The next morning Ted rushes to his desk to look at the bloody palm print – only to find that it had vanished. But the impression it left was permanent.

Ted went to his admissions counselor and explained that he could not continue with his course, he had lost all school and work motivation around the topic.

He decided to switch from English to Anthropology.

Over time he forgot all about English essays and the class that caused such stress and low work motivation. In his free time he went back to writing poems.

He eventually completed his anthropology degree with ease.

Four years later, when Ted’s first book was published it contained a poem called "The Thought-Fox" – a poem that became one of the best known poems of the 20th century.

Ted’s dream of being a famous poet was realized and he never again allowed himself to move so far away from what he needs for his own life and work motivation again.

Did you figure out what the fox represents?

In my interpretation the fox is the gift of Guidance - the fox is telling us that we have low motivation and that if we continue on the same path with no change, we will be 'killing' ourselves.

When the fox visits us, feeling the stress and tension in low work motivation, we know one of two things:

  1. We’re looking at our situation in a way that is hurting us.
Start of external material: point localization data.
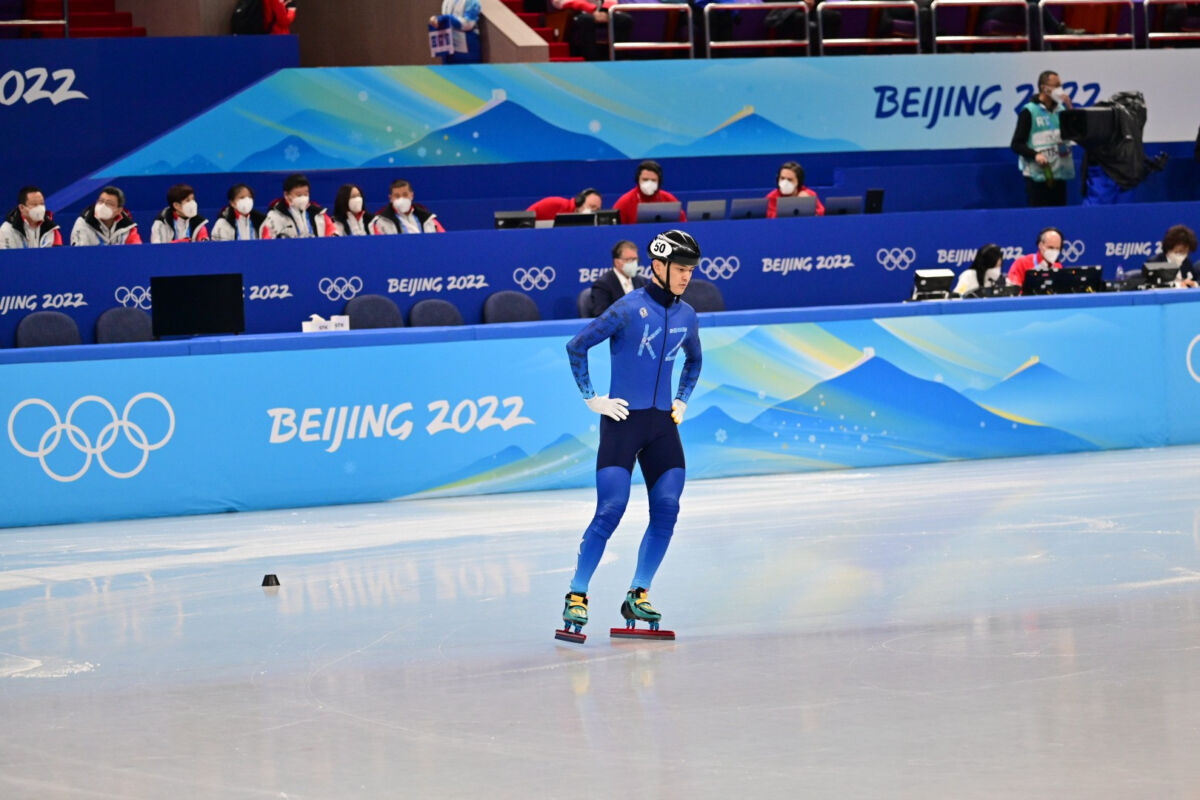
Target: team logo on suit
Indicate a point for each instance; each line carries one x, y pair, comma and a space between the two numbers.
895, 258
535, 277
66, 431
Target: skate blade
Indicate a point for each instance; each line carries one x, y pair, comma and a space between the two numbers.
640, 633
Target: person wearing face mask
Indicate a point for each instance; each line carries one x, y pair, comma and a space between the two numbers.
790, 182
295, 216
180, 221
349, 216
586, 202
648, 190
107, 222
984, 272
1045, 258
1044, 158
402, 216
239, 221
30, 224
625, 276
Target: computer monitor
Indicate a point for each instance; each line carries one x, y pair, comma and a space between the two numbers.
659, 211
510, 220
805, 205
1158, 274
701, 210
839, 205
749, 208
191, 305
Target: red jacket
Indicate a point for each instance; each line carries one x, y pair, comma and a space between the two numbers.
547, 208
773, 198
633, 198
1026, 263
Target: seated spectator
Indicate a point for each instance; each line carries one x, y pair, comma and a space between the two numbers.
648, 190
180, 221
402, 216
790, 182
1045, 258
983, 272
1179, 244
624, 276
30, 224
349, 218
294, 215
592, 17
239, 221
461, 17
586, 202
107, 222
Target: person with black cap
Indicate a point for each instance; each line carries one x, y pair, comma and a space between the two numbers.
646, 330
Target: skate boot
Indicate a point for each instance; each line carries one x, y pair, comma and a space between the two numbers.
637, 607
575, 614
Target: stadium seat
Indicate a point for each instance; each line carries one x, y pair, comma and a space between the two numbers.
47, 329
433, 312
373, 311
703, 296
123, 324
510, 306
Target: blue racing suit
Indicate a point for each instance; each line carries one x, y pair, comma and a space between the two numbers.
647, 329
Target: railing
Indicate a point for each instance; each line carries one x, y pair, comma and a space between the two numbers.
639, 7
862, 5
33, 23
1164, 36
1086, 38
709, 44
1024, 38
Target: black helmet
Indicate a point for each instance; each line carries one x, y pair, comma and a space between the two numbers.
675, 246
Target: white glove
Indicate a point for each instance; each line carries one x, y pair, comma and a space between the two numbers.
677, 410
611, 407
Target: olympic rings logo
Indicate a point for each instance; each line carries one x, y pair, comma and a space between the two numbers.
720, 266
133, 296
1072, 250
78, 439
340, 288
535, 277
898, 258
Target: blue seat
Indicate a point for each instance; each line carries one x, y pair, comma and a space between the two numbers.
432, 313
373, 311
123, 324
47, 329
510, 306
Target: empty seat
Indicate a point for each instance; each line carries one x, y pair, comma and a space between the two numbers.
433, 312
510, 306
47, 329
373, 311
123, 324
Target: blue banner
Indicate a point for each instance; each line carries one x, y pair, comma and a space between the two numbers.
373, 416
72, 106
756, 264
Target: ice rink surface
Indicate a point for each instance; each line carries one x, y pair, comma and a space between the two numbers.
1003, 629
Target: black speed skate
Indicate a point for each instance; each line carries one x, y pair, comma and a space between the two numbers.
637, 607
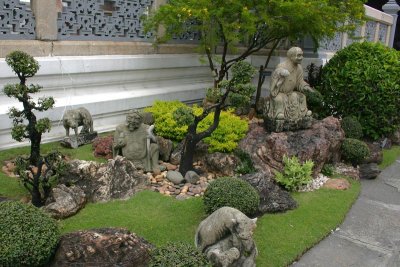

We need to find a new way to look at our work. (We need to change our attitude, mindset or focus.)

OR

2)Something else is 'calling' for our attention. Somehow we’ve gotten out of step with what we individually need, to be and feel on-target, so we are not motivated. (We need change how we are spending our time.)

For Ted is was #2 He needed to make a change in his degree to 'heal' his low school and work motivation.

Ted, like many of us made decisions based on what others wanted for him, or what he knew at the time, or because he thought it was something he should do. Ted thought he "should" continue to study English even though he was miserable once he got into the program.

The fox is the pain we feel when we force ourselves to stay with a decision that no longer fits us. For one reason or another we’ve stopped paying attention to what we want, what feels right and what is best for us, and we’re now suffering with low motivation, boredom, stress and tension. That pain is the fox telling us, "You’ve got to stop this… you’re killing us…"

Long term low work motivation kills our spirit. We must listen to the voice of the pain and take steps to re-awaken, and find once again within us, the person we meant to be.

We are all meant to be people with high energy who have strong motivation in the workplace and who are living well and with confidence.

What to Do About Low Motivation…

First, if you have low motivation, acknowledge it. Don’t act like you’ve not had a visit from the bloody fox. Long term low motivation is not normal. Use it as the Guidance that it is.

Second, begin thinking about and reflecting upon your situation. Hasty action is not recommended until you are clear about the next best steps for yourself. Could you begin focusing on your work in a new, more positive way? Are there changes you need to make that you’ve been ignoring? Find time to reflect upon what you want and why you want it. I write. Do what works for you.

Third, use my free online Wake Up Eager Quiz as a tool to figure out what the fox, your Guidance, may be telling you about how to improve your days and your low motivation.

Long term low work motivation is not who you are and how you intended to live.

When the fox speaks, and it does for us all, see it for what it is: Guidance that something is "off."

Pay attention to it and it will serve you well.